Now we can start serving traffic to the unified Schema, but we're not done yet. It's like we're sitting in the cockpit of a plane, but we have no instruments to tell us if we're flying in the right direction. So we need a Dashboard that gives us insights into the Graph, like breaking changes, client traffic, analytics, metrics, tracing, etc... This dashboard is usually called Studio, and you can find our implementation here .

But wait, we've forgotten something. Our studio is only showing us the Graph, but we have no data to show. We need two more things to complete the picture. We need a GraphQL Metrics Collector , which is responsible for collecting Schema Usage Metrics from the Router. This allows us to compute if a change to a Subgraph affects a client or not.

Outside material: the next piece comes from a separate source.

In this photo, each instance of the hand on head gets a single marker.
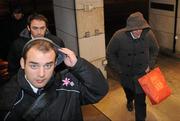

And lastly, we need an OTEL Collector . This component is responsible for collecting traces and metrics from the Router, your Subgraphs, Clients, and other components in your infrastructure. The Collector aggregates all of this data and sends it to the Cosmo Control Plane and your observability platform of choice. This gives us the full picture of what's happening in our distributed GraphQL infrastructure.

If you put all of these components together, you have a complete solution for building APIs across different teams and services. We call this solution Cosmo, and it's available as open source on GitHub .

Conclusion

In my opinion, the main reason for adopting GraphQL is not to solve over-fetching, under-fetching, and other REST-related problems anymore. It's about solving API sprawl and building APIs across different teams and services. The GraphQL ecosystem is still thriving and has a lot of innovation to offer, and I'm excited to see where it's heading in the next few years.

What I'm most excited about is that once we have a unified Schema and a runtime to serve it, we can start to build tooling around unified Graphs, which will further propell the growth of the ecosystem.

We're talking with many hyperscalers, and what we've found is that a lot of them want to run their distributed Graph platform fully on-premises. We believe that Open Source is the best approach to unite companies and fuel collaboration to solve similar problems.

That was my 2.5 reasons why I think people embrace GraphQL in 2024. I hope you've enjoyed the read and that you've learned something new.